Message from the Archbishop — A vocation filled with grace and blessings

Archbishop Shelton J. Fabre

My earliest memory of considering priesthood is when I was 5 or 6 years old, when our jovial Irish pastor told me I should be a priest. It stuck in my mind.

Baton Rouge had a high school seminary at the time, and I decided to enter in the ninth grade. However, I did not like it and returned home after three days!

I attended Catholic High of Pointe Coupee, graduating in 1981. After the death of my older brother to leukemia in 1980, I wondered about life and death and faith. The idea of priesthood arose again, so I decided to attend St. Joseph Seminary College (St. Ben) in St. Benedict, Louisiana, a seminary conducted by St. Joseph Abbey, in the fall of 1981 as a seminarian for the Diocese of Baton Rouge.

Again, I did not like it and decided to leave the seminary at the end of the semester. However, I was visited by a Benedictine monk whom I greatly respected. He heard that I was not returning and asked me to reconsider. Because of my great respect for him, I returned. My second semester was better than my first, and I enjoyed the seminary.

I ended up liking it so much that I decided that I would enter the monastery and become a monk. My introverted personality drew me to the life of the monks.
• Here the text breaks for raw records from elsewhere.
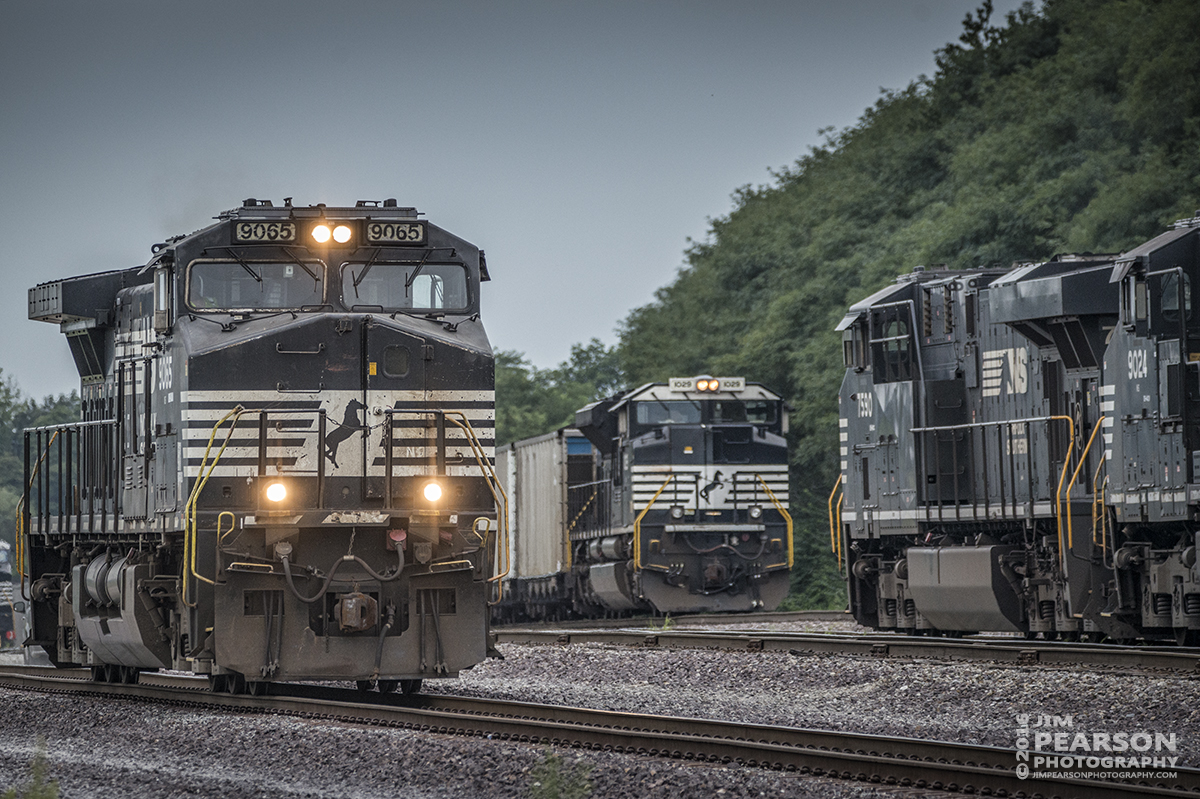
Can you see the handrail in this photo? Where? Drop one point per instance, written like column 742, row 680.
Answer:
column 22, row 504
column 833, row 538
column 190, row 534
column 787, row 517
column 840, row 502
column 570, row 558
column 1062, row 478
column 637, row 522
column 1083, row 458
column 1099, row 514
column 498, row 496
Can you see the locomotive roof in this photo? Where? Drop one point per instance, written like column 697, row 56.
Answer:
column 663, row 391
column 1141, row 253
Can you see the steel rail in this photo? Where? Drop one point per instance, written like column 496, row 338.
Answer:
column 691, row 619
column 1005, row 650
column 937, row 766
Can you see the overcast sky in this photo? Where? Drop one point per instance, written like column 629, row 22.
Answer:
column 581, row 144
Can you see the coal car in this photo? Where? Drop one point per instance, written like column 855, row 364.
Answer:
column 669, row 498
column 1020, row 449
column 283, row 464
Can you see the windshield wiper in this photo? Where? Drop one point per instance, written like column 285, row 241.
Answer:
column 303, row 265
column 244, row 264
column 366, row 268
column 408, row 283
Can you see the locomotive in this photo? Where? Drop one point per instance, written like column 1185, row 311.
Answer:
column 283, row 468
column 670, row 498
column 1020, row 449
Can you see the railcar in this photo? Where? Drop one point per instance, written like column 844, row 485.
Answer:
column 283, row 468
column 670, row 498
column 1020, row 449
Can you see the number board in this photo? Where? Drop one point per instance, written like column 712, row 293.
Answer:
column 256, row 232
column 409, row 233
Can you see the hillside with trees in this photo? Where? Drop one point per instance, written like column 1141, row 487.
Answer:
column 1071, row 127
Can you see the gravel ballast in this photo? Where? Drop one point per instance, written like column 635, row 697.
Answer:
column 125, row 749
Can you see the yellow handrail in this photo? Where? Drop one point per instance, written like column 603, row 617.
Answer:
column 833, row 528
column 787, row 517
column 498, row 496
column 637, row 523
column 21, row 517
column 1057, row 497
column 1083, row 458
column 840, row 500
column 203, row 475
column 1098, row 511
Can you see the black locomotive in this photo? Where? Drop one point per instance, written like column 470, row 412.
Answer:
column 283, row 467
column 670, row 498
column 1020, row 449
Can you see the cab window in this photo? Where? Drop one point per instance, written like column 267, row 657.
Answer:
column 255, row 286
column 405, row 287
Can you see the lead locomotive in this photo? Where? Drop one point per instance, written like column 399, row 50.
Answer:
column 283, row 470
column 1020, row 450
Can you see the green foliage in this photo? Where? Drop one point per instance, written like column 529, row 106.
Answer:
column 553, row 779
column 39, row 785
column 531, row 401
column 16, row 414
column 1075, row 127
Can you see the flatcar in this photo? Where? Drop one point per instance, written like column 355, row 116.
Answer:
column 1020, row 449
column 283, row 468
column 670, row 498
My spiritual director was a monk, and I expected him to be delighted that I planned to join the monastery, but his response was, “God has not called you to be a monk.”

I was stunned and disappointed. He said that I was seeking to simply “hide at the abbey,” and that is not why God calls people to monastic life. He encouraged me to continue discerning diocesan priesthood, which I did.

After graduation from college seminary, my bishop sent me to study at the American College in Leuven, Belgium, a seminary in Europe sponsored by the American bishops. I thoroughly enjoyed the academics, priestly formation and life in Belgium at the American College.

I learned so much from attending the Catholic University of Leuven, founded in 1425, and learned even more from the seminary formation faculty about being a priest. The American College formed me into the priest and bishop I am today.

I was ordained a priest for the Diocese of Baton Rouge in August 1989 and served for 17 years as a priest in that diocese. In 2006, I was named Auxiliary Bishop of New Orleans. I became Bishop of Houma-Thibodaux in October of 2013 and Archbishop of Louisville in March of 2022.

Each person’s vocation story is unique to them, as is mine to me. The important point that I want to make is that I ALWAYS have been fulfilled in my life as a priest and bishop.

It is a life filled with grace and blessings.

If you feel called to priesthood or religious life, do not be afraid! Trust the Lord and do what is needed to begin to discern the call.